In this post I’ll show you how to use the free version of OutWit Hub to scrape data that can be used to form the basis of a story. Please comment on this post below if you have any problems and I’ll do my best to help you out.
As data journalism becomes increasingly popular it has the potential to appear as something of a dark art practiced on desks away from the news desk. However, although data journalism can be extremely specialised, it brings with it some really powerful new techniques that can be harnessed by any journalist in order to get or enrich news.
One such new skill is data scraping. To somebody who’s never come into contact with scraping before it can sound scary and even slightly sinister. However, there are a number of tools out there that make it really easy to scrape your own data without having to know a single line of code.
Once you’ve finished reading, you’ll be able to do this:
Getting OutWit Hub
OutWit Hub is a specialised web browser which is free to download. The free version limits you to scraping 100 rows of data but if you are a casual user this will probably be more than sufficient to fulfil your scraping needs. Alternatively you can buy the pro version for about £60.
In this post you’ll only need the free or lite version.
What does OutWit Hub do? – The simple theory behind scraping
When you boil it down, OutWit Hub actually does quite a simple thing. It retrieves text from a web page between two specified markers.
For instance, let’s assume we have a page with a source code that looks like this: A B C
I want OutWit Hub to extract the B. In order to make it do this I would set the ‘before marker’ equal to A and the ‘after marker’ equal to C. With these instructions in place OutWit would extract the B.
However, it is important to make sure that your before and after markers are as specific as they can be, otherwise you could end up with OutWit extracting data that you don’t want.
For instance, in a situation where the source code of the page looks like this: A B C D A E C
I still want to extract the B from this code but if we use the same markers as before then OutWit will also scrape the E because the E also has an A before it and a C after it.

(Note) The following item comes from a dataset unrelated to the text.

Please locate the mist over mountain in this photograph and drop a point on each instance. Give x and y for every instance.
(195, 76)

In order to solve this we would make the markers more specific. So instead of having after marker = C, we would change it to after marker = C D. In this way, the markers are specific only to the B and OutWit will only extract the data we want.
How to scrape in OutWit Hub
So now we know the theory we can apply that to some actual scraping. You can scrape all sorts of things with OutWit Hub but lists are probably one of the easiest things to scrape. This is due to the fact that they are generally set out in a way that means the page structure is very regular, making it easy to write our before and after markers.
We’ll be working from Watersones top 100 Bestsellers list which can be found here.
OutWit is a good tool to use for this list because the list spans multiple pages. It would take a long time to copy and paste the list entries from each page. Scraping the list allows you to perform the task much quicker and in a way that’s much cleaner.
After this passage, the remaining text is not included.